Schroders' acquisition of Switzerland-based impact investor BlueOrchard has proved to be transformative for the London-listed asset manager, according to Catherine Macaulay, who has been at the forefront of integrating its expertise.
Macaulay joined Schroders in 2020, a year after the acquisition, and has worked closely with BlueOrchard to apply its approaches more broadly across Schroders.
As impact investment lead at Schroders, she has been instrumental in building the firm's cross-asset class impact framework and impact offering, including the launch of more than 10 new impact strategies over the past 18 months across listed equity, listed debt, private equity, private debt and private asset solutions.
As part of this process, Macaulay led the development of a cross asset-class impact management and measurement framework (IMM), which she says has been core to Schroders' ability to scale impact across asset classes with integrity.
She works closely with the fund teams and co-chairs the Impact Assessment Group (IAG), Schroders' impact governance body that assesses the impact potential for every potential impact investment to provide independent impact insight and oversight.
Impact is now "core" to Schroders' approach, she tells Environmental Finance. "Five years ago, you wouldn’t have necessarily associated Schroders with impact investing, but the journey we have been on with BlueOrchard has totally transformed that, and we have now built out a cross-asset class impact fund range.”
Macaulay is proud to have led the firm through its first independent external verification of its alignment with the Operating Principles for Impact Management with independent impact verifier Bluemark. Schroders' impact verification results have earned it a place on Bluemark's Practice Leaderboard, which spotlights 11 industry leaders that are pushing the impact investing industry forward.
She is optimistic about the future of impact investing, as it can be an "antidote" to the allegations of greenwashing that dog the sustainable finance market.
As a result, impact investing is "about to be on a wave", she believes. "We are starting to see more client interest in impact. The rigour of impact will be able to weather all the regulatory headwinds and give investors confidence in what their money is doing."

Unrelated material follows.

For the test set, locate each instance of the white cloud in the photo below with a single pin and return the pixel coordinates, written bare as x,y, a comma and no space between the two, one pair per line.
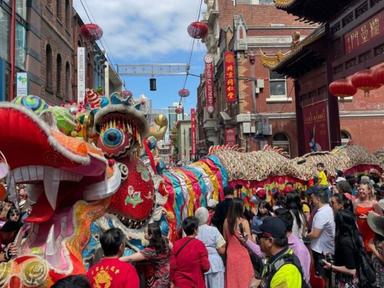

She works closely with prospective impact fund managers that are interested in launching an impact fund through Schroders' Impact Incubator to establish a theory of change, refine core impact areas of focus, impact objectives and associated KPIs at the portfolio level, and to embed the consistent application of the Impact Toolkit within the investment processes of all Schroders impact funds.
Macaulay is also optimistic about the impact of the forthcoming Sustainable Disclosure Requirements in the UK, particularly its impact label.
“Personally, I think it’s a positive development,” she argues, pointing to the fact that it asks investors to outline their ‘theory of change’. “It should help bring more clarity to the impact market.”
“In the same way that the EU’s Sustainable Finance Disclosure Regulation has reverberated beyond Europe, there’s a possibility that this regulation could have an impact beyond its borders.”